Dans ces conditions, la chute du libéralisme prévoit son remplacement par une extension du modèle chinois à l'Occident, la baisse sévère du niveau de vie occidental, notamment justifiée par les fameux impératifs écologiques malthusiens et par les préoccupations individualistes de ses populations moutonnières et antipolitiques (plus on est moutonnier, moins on est politisé). Les milieux oligarchiques, qui sont les descendants historiques des milieux synarchiques de la première moitié du vingtième siècle, se trompent pourtant, n'en déplaise à leur sentiment diabolique de toute-puissance et d'omniscience, car ils parient sur la pérennité du modèle idéologique chinois, qui réunit et recoupe le communisme et le libéralisme.
La Chine est-elle un zoo idéologique? Un laboratoire d'idées finies? On ne fait pas du neuf avec du vieux. Contrairement à l'adage conservateur, il appert que l'immanentisme n'est plus renouvelable et qu'il est arrivé au carrefour de son programme destructeur.
- Soit l'homme demeure dans le nihilisme, dont les formes d'expression branchées sont le libertarisme ignare et décadent - et il disparaît;
- soit l'homme évacue le nihilisme et se tourne vers l'espace - il se renouvelle.
Il est probable que les contradictions du nihilisme réveille l'instinct de survie humain et le contraigne à un sursaut vital. Abandon des idéologies, création d'un courant de fond religieux qui prenne la place du transcendantalisme et qui rende l'immanentisme obsolète et caduc. L'homme retrouve une identité, un sens, une valeur. Il cesse de justifier le pire sous prétexte du pitre. L'Occident disparaît, parce qu'il en est au stade terminal où il promeut les formes de plus en plus mortifères de sa dégénérescence. Nieztsche décrivait de manière prophétique, en tant que prophète immanentiste justement dénié et présenté comme philosophe, le dernier homme, le nihiliste intégral qui confond son plaisir individualiste avec le sens de l'existence.
Il me semble qu'on peut identifier le libertarisme comme cette expression ridicule et pétrie de contradictions. Le libertarien est cet individu qui est d'autant plus malheureux qu'il est incapable d'agir et qu'il se meut dans l'apparence la plus intenable. L'incarnation du libertarien? Dany Cohn-Bendit, démagogue issu des pires influences de Mai 68 et qui a eu la cohérence d'associer son libertarisme avec l'écologisme et le libéralisme.

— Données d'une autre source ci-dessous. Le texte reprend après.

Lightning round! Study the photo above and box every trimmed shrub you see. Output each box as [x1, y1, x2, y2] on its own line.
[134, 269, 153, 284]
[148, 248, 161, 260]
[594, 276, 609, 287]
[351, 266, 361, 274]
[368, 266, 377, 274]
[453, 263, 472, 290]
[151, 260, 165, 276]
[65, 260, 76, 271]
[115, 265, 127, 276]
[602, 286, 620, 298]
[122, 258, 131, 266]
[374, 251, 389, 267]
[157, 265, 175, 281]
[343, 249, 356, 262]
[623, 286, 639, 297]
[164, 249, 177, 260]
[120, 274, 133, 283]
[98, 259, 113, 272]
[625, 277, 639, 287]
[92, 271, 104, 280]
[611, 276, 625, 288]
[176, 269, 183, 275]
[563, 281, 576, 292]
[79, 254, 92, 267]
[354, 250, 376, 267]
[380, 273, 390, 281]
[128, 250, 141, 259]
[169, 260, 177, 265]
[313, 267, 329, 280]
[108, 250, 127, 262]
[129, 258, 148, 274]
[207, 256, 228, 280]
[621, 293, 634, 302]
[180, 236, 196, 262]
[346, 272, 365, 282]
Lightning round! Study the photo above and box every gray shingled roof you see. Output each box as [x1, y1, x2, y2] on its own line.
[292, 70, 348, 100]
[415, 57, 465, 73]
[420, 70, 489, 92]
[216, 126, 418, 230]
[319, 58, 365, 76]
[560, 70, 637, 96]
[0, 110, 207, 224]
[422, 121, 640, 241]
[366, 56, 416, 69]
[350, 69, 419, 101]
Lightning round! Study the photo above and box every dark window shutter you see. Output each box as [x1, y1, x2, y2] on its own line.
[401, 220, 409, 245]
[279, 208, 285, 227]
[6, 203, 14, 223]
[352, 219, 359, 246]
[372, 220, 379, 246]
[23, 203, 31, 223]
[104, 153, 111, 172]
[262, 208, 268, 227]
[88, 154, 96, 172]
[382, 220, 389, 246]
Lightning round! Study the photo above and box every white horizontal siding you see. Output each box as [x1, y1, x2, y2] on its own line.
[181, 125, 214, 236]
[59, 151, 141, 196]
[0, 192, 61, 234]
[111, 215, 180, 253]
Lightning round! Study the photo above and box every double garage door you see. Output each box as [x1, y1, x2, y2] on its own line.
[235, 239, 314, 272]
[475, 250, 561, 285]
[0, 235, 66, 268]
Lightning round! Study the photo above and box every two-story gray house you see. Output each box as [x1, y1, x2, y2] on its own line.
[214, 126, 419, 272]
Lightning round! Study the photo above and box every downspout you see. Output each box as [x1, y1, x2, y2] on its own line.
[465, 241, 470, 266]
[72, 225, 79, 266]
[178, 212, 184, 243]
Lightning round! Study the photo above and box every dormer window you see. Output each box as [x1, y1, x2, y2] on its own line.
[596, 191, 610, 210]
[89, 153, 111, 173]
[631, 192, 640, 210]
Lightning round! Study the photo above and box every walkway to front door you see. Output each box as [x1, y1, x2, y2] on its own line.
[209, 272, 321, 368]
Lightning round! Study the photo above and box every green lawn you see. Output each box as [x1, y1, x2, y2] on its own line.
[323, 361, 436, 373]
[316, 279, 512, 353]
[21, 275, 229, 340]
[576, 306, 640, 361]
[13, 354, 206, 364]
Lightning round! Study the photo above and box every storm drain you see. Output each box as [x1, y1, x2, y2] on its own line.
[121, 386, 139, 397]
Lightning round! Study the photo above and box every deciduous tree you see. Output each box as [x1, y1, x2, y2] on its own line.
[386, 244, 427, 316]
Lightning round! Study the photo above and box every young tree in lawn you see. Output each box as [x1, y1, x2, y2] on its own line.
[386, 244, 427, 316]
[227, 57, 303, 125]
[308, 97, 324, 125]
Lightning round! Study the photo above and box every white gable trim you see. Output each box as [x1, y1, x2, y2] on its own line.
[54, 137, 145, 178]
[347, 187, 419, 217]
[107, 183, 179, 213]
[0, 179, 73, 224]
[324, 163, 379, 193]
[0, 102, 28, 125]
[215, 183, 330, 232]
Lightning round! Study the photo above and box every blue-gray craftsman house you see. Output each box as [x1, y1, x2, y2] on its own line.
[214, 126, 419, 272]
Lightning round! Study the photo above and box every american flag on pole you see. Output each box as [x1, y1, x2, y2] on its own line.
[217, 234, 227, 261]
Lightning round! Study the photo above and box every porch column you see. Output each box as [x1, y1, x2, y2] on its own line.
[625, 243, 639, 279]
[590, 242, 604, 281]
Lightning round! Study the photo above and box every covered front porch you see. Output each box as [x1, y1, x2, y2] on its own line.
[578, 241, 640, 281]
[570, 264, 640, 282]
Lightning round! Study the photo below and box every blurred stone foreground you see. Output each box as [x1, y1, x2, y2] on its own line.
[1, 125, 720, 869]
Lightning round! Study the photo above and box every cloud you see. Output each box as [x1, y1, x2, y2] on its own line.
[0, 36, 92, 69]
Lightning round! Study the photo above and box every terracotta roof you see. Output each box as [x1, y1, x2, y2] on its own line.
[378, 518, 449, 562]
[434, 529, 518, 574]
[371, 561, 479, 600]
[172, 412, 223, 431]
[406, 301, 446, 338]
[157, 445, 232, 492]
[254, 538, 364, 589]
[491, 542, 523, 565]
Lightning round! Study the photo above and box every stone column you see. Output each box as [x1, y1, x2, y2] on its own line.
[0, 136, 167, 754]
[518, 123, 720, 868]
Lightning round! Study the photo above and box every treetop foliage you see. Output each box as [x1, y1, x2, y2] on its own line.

Ce triptyque détonant, qui aurait de quoi assommer un Socrate (réputé solide au combat et à la boisson), est pourtant parfaitement conséquent. De la même manière que la différence libertarienne se conjugue harmonieusement avec la prévisibilité ultralibérale, le libertarisme est l'allié objectif du libéralisme. Un piège exténué et faiblard pour geignards prétentiards et perdus. Éperdus? En attendant l'absolution et la rédemption de l'espèce par l'espace, il faudra expliquer au libertarien qui ne songe qu'à sortir oublier (qu'il va mourir) qu'il est l'allié objectif du libéral d'obédience postmaoïste (qui ne pense qu'à mentir). DSK va vous l'expliquer bientôt.